Hace tiempo, cuando los obreros decidieron reunirse en círculos y asociaciones, en los albores del siglo XIX, no lo hicieron sólo con el interés inmediato de conseguir mejoras salariales y un mejor trato horario por parte de los patronos, sino que su deseo iba mucho más alla: necesitaban conocerse, intimar, sentirse familia ante la gran urbe que los engullía recién llegados del campo y compartir sus miserias y alegrías. Algo jugaba fuértemente a su favor: no tenían televisión.

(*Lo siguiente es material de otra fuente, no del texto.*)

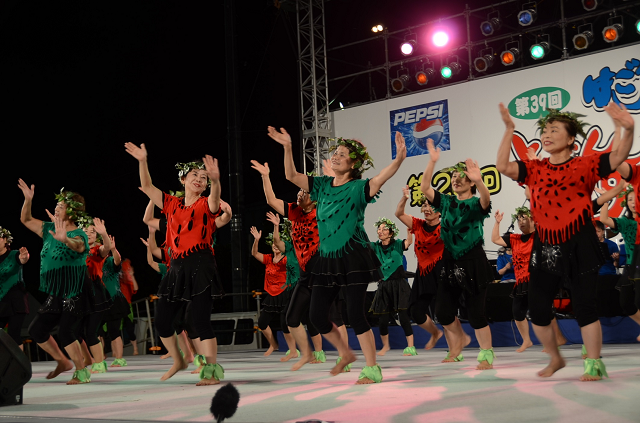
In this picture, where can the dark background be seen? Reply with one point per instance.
(79, 79)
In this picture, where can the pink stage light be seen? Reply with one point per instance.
(440, 39)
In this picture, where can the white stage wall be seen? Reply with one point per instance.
(475, 127)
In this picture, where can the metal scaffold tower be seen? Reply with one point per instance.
(317, 127)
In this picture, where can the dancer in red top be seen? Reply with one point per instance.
(566, 246)
(193, 275)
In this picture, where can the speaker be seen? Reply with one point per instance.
(499, 304)
(15, 371)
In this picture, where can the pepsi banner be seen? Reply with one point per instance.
(419, 123)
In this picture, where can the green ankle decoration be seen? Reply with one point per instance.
(121, 362)
(212, 370)
(83, 375)
(458, 358)
(373, 373)
(595, 367)
(410, 350)
(486, 355)
(347, 368)
(320, 356)
(99, 367)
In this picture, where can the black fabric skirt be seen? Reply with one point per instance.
(357, 265)
(276, 304)
(471, 272)
(15, 301)
(119, 310)
(190, 276)
(391, 295)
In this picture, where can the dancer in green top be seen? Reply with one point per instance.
(345, 256)
(62, 273)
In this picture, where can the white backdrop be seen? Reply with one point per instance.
(475, 126)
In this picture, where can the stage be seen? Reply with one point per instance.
(415, 389)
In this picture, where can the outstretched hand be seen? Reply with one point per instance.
(139, 153)
(263, 169)
(26, 190)
(281, 137)
(256, 234)
(211, 166)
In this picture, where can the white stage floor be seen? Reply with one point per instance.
(415, 390)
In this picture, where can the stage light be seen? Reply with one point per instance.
(409, 45)
(440, 39)
(484, 61)
(539, 50)
(401, 81)
(584, 38)
(511, 53)
(528, 15)
(492, 24)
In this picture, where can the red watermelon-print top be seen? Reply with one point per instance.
(428, 246)
(561, 194)
(95, 262)
(189, 229)
(304, 232)
(522, 246)
(275, 274)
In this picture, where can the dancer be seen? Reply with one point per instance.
(99, 248)
(62, 274)
(394, 292)
(277, 297)
(627, 225)
(466, 270)
(345, 257)
(13, 292)
(428, 249)
(193, 275)
(566, 246)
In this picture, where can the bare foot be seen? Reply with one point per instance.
(64, 366)
(292, 354)
(205, 382)
(484, 365)
(270, 350)
(347, 359)
(303, 360)
(432, 342)
(180, 365)
(553, 367)
(524, 346)
(383, 351)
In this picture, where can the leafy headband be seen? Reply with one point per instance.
(72, 206)
(569, 117)
(358, 152)
(388, 223)
(521, 211)
(4, 233)
(185, 168)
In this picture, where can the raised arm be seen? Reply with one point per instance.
(621, 118)
(34, 225)
(283, 138)
(503, 164)
(140, 154)
(495, 233)
(434, 156)
(254, 248)
(400, 214)
(475, 176)
(275, 203)
(385, 174)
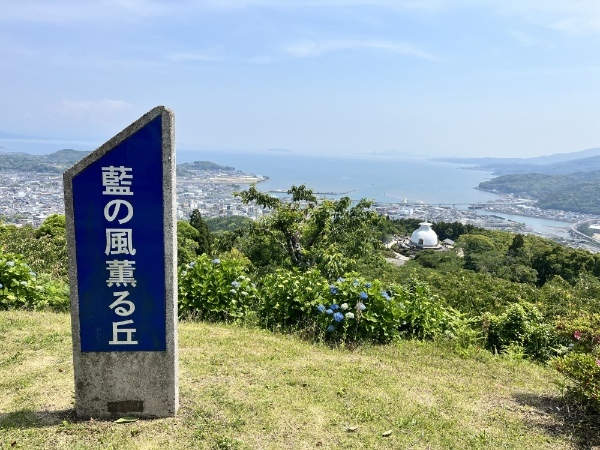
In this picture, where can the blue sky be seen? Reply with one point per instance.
(337, 77)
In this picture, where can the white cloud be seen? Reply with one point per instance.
(571, 16)
(310, 48)
(76, 11)
(523, 38)
(101, 109)
(206, 56)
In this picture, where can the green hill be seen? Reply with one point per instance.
(576, 192)
(242, 388)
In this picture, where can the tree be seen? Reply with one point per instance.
(203, 238)
(309, 232)
(187, 242)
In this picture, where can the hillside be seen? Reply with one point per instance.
(61, 160)
(56, 162)
(559, 163)
(576, 192)
(282, 393)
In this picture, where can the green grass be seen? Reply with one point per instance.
(244, 388)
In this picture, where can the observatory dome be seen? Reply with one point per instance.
(424, 237)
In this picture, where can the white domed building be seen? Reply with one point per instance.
(425, 238)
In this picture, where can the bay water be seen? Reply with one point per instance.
(389, 180)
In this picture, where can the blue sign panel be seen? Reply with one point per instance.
(119, 235)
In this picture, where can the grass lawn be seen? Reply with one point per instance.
(245, 388)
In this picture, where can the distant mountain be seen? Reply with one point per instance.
(190, 168)
(61, 160)
(576, 192)
(560, 163)
(56, 162)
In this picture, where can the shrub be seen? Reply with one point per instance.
(355, 309)
(523, 325)
(18, 287)
(289, 297)
(216, 289)
(581, 364)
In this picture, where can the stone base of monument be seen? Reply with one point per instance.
(121, 230)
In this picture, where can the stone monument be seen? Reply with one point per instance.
(121, 235)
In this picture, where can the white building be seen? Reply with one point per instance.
(424, 237)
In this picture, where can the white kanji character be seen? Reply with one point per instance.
(120, 272)
(118, 307)
(116, 180)
(119, 241)
(128, 332)
(115, 205)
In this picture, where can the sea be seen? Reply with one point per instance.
(378, 178)
(387, 180)
(381, 178)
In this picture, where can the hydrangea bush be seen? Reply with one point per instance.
(18, 285)
(216, 289)
(289, 297)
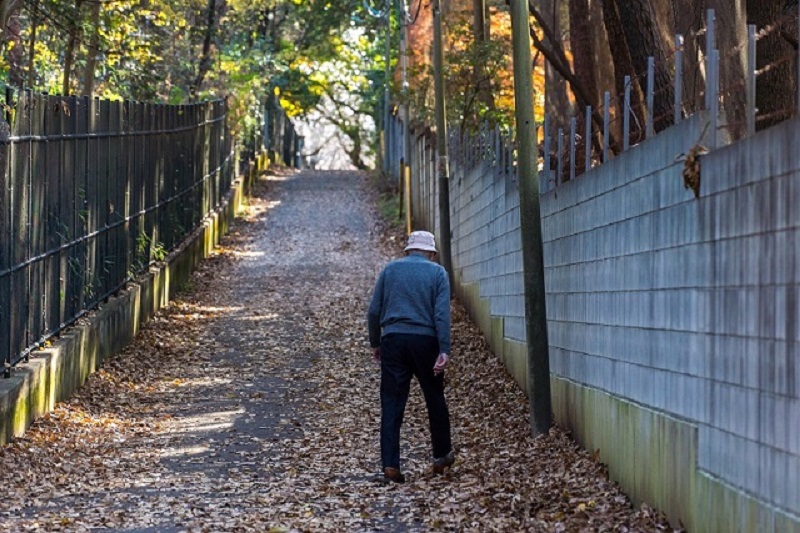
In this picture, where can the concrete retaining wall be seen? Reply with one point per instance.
(673, 320)
(54, 374)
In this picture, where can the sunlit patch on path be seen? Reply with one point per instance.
(251, 404)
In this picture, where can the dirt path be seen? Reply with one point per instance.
(251, 404)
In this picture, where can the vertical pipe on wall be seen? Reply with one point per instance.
(714, 100)
(588, 139)
(651, 68)
(626, 115)
(678, 78)
(558, 179)
(709, 47)
(751, 79)
(606, 103)
(572, 132)
(547, 149)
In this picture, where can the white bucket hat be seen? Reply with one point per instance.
(421, 240)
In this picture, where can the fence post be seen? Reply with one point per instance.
(651, 68)
(588, 140)
(572, 132)
(560, 157)
(714, 101)
(606, 103)
(546, 151)
(709, 48)
(626, 115)
(751, 79)
(678, 77)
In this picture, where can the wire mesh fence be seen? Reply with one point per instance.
(92, 193)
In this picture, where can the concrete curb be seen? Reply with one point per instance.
(54, 374)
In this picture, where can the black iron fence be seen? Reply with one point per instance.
(92, 192)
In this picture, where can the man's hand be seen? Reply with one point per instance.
(441, 362)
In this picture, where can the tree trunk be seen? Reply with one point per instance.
(623, 64)
(731, 34)
(480, 20)
(205, 58)
(581, 40)
(16, 57)
(69, 54)
(643, 38)
(556, 102)
(32, 46)
(480, 25)
(94, 50)
(689, 19)
(776, 88)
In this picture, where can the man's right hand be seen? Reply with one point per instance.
(441, 362)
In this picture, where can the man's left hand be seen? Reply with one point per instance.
(441, 362)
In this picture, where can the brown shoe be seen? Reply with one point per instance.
(442, 463)
(393, 474)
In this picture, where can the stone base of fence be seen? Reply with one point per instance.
(54, 374)
(513, 354)
(653, 456)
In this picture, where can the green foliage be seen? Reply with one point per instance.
(476, 82)
(315, 54)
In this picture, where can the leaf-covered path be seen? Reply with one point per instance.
(251, 404)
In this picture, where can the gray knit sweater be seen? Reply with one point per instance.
(412, 295)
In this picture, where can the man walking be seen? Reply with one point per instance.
(409, 332)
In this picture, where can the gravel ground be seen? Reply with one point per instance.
(251, 404)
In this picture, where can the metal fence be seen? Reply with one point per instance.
(595, 136)
(92, 192)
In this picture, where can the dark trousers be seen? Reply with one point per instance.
(401, 357)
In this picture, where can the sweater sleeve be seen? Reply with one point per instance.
(374, 314)
(441, 311)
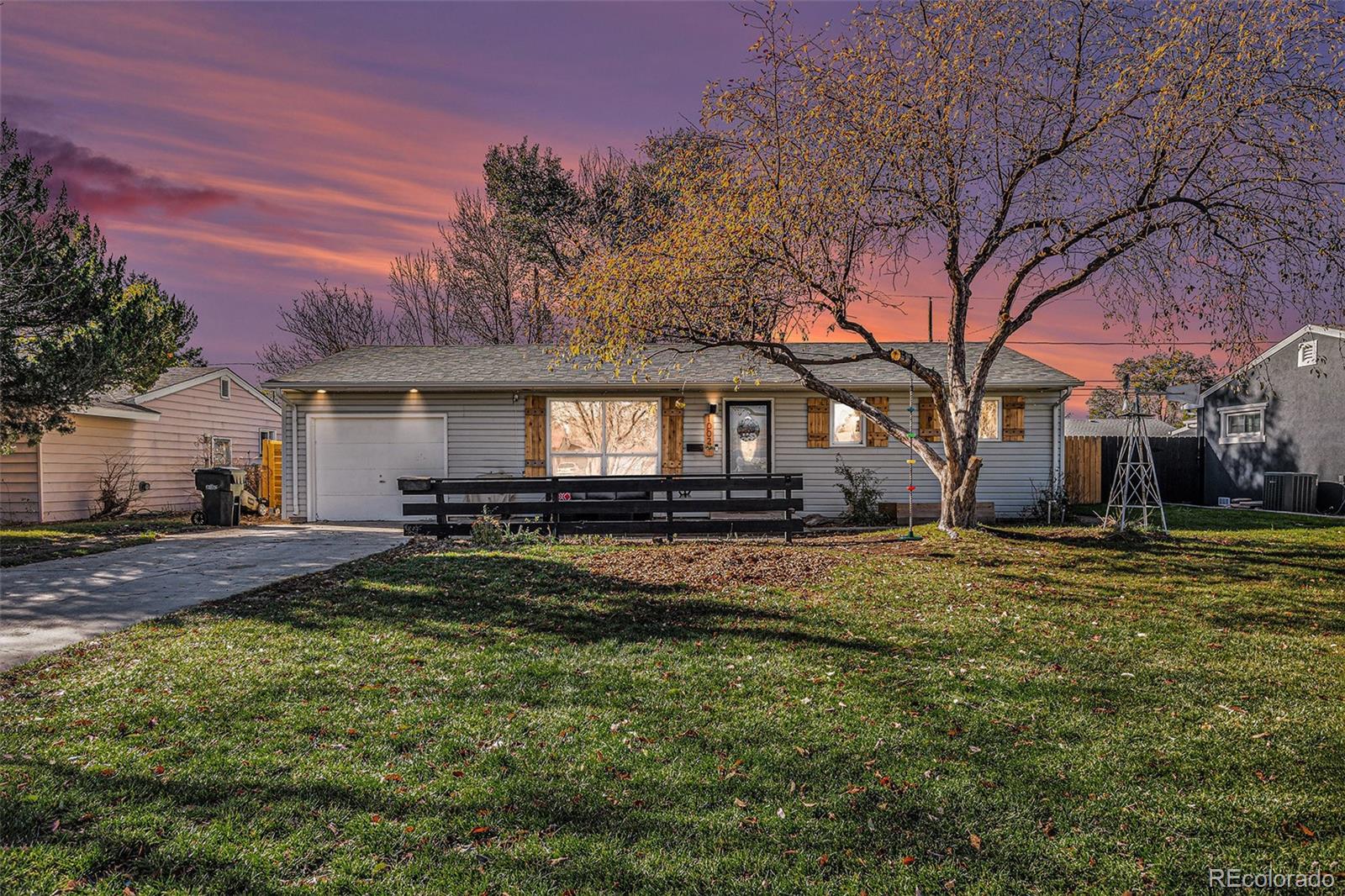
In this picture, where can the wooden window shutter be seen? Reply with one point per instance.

Entre ellos había de todo: unos sabían contar cuentos populares de lo que para otros eran lejanas tierras; otros, sabían tocar algún instrumento propio del folclore de sus provincias y regiones de origen; algunas, bailar jotas, sevillanas o muiñeiras; varios, interpretar pequeñas piezas teatratales por su participación en las fiestas patronales de sus pueblos, Navidad o Semana Santa; muchas mujeres, cocinar exquisitos pucheros y pocos, pero algunos hombres, hasta leer, sí, a trancas y barrancas, pero leer, ese hecho mágico consistente en saber extraer una idea, un concepto, un "saber" de un simple dibujillo sobre un papel, o un cartón viejo, o un puñado de tierra.
Los domingos se reunían en el local sindical y todo lo compartían. Iban los afiliados, sus mujeres, sus familias, los niños, los vecinos, los amigos. Cada uno llevaba lo que podía. Si había fogón, allí se cocinaba; si no, de casa se llevaban las viandas. Por la tarde, se interpretaban sainetes didácticos, se recitaban poemas, se leían cuentos, se enseñaba a tocar la guitarra, a leer, a bailar, a cocinar. Y todo era una fiesta. La gran fiesta de los que saben disfrutar de lo poco que tienen.

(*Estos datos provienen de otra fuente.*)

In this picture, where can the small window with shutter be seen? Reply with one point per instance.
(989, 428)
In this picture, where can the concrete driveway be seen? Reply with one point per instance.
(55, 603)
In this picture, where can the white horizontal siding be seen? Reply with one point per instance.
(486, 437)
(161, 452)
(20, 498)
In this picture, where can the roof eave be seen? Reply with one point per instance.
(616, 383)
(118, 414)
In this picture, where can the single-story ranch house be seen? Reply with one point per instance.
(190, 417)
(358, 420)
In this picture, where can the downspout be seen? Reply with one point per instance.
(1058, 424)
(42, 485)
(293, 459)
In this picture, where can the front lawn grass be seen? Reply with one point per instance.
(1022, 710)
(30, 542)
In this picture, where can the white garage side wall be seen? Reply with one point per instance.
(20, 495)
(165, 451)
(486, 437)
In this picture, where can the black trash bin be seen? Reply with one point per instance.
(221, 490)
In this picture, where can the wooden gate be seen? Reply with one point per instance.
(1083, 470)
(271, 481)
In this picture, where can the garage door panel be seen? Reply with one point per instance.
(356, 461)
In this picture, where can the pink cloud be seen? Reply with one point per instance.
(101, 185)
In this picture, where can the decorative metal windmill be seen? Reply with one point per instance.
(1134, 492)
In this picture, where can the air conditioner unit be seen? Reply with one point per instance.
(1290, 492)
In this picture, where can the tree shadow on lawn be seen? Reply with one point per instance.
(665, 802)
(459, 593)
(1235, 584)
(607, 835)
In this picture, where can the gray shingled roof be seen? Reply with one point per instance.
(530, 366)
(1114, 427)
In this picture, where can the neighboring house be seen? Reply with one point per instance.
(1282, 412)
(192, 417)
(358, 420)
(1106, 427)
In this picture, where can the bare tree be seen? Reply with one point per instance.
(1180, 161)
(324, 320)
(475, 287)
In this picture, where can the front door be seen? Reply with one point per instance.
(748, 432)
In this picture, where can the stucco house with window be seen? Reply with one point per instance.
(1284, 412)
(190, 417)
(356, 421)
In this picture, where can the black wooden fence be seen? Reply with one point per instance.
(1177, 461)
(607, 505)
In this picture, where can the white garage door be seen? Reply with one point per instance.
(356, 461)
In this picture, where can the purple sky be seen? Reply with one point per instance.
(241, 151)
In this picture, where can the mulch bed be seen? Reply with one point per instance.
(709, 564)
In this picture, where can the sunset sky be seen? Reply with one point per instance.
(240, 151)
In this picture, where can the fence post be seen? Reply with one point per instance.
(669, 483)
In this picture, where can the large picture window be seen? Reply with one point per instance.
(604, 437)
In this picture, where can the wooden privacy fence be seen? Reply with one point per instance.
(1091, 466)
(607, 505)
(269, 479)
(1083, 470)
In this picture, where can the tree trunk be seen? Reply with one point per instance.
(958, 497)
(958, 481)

Poco a poco, la explotación a la que eran sometidos no fue su único vínculo de unión, sino también aquel nacido de la solidaridad voluntaria y libre, de su convivencia humana, del ser conocedores de las necesidades no sólo propias, también de las del vecino, de las del amigo. Y la palabra compañero, y el concepto camarada comenzaron a ser algo superior al de "hermano", porque entre hermanos hay caínes, pero entre compañeros y camaradas,no. Ese fue el principio de los Ateneos Obreros.
Seguramente, gracias a esa relación que supera y transciende a las puramente económicas se debieran las primeras e imparables victorias.

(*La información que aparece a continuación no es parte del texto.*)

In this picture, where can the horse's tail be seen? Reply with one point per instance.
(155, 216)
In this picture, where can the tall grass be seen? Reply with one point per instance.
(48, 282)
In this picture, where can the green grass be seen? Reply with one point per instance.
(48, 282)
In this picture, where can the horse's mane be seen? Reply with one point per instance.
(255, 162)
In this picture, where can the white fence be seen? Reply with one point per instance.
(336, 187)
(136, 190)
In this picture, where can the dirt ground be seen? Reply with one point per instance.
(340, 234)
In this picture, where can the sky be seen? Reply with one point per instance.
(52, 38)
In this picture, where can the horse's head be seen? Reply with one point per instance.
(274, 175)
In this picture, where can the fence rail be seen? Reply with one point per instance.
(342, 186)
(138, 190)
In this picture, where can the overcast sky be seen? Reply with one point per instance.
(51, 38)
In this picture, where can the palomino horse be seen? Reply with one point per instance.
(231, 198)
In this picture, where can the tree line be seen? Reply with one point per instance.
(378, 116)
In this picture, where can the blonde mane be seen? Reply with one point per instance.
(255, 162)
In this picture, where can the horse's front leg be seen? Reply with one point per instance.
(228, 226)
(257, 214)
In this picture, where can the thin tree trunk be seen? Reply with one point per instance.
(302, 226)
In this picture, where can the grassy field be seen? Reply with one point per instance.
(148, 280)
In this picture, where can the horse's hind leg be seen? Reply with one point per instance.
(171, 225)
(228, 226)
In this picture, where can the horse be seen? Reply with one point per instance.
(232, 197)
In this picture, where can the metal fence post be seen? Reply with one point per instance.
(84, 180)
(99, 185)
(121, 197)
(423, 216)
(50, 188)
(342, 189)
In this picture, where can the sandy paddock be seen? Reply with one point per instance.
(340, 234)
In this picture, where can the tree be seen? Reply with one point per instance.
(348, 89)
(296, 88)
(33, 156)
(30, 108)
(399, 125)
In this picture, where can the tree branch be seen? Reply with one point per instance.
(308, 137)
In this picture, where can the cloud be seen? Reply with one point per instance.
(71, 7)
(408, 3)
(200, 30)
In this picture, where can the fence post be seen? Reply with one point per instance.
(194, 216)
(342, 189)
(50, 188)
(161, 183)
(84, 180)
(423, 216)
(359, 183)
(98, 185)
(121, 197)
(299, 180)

Creo que esa costumbre es algo que deberíamos recuperar en nuestra actual vida sindical. No sólo para estrechar el flojo lazo que nos une sino para superar el consumismo al que nos somete el sistema capitalista. Entre nosotros, compañeros, hay multitud de personas con variados estudios profesionales y académicos; otros, con variadas aptitudes artísticas, técnicas, culturales, deportivas. Todos podemos recitar, proyectar y comentar una película, montar una obra de teatro y llevar a cabo multitud de actividades, sin tener que pagar clases, cines ni teatros, sin tener que mantener el sistema que nos convence de que "todo tiene un precio".
De alguna forma deberíamos dar ejemplo de autogestión y podríamos empezar, como homenaje, recuperando lo que nuestros mayores en la lucha nos legaron.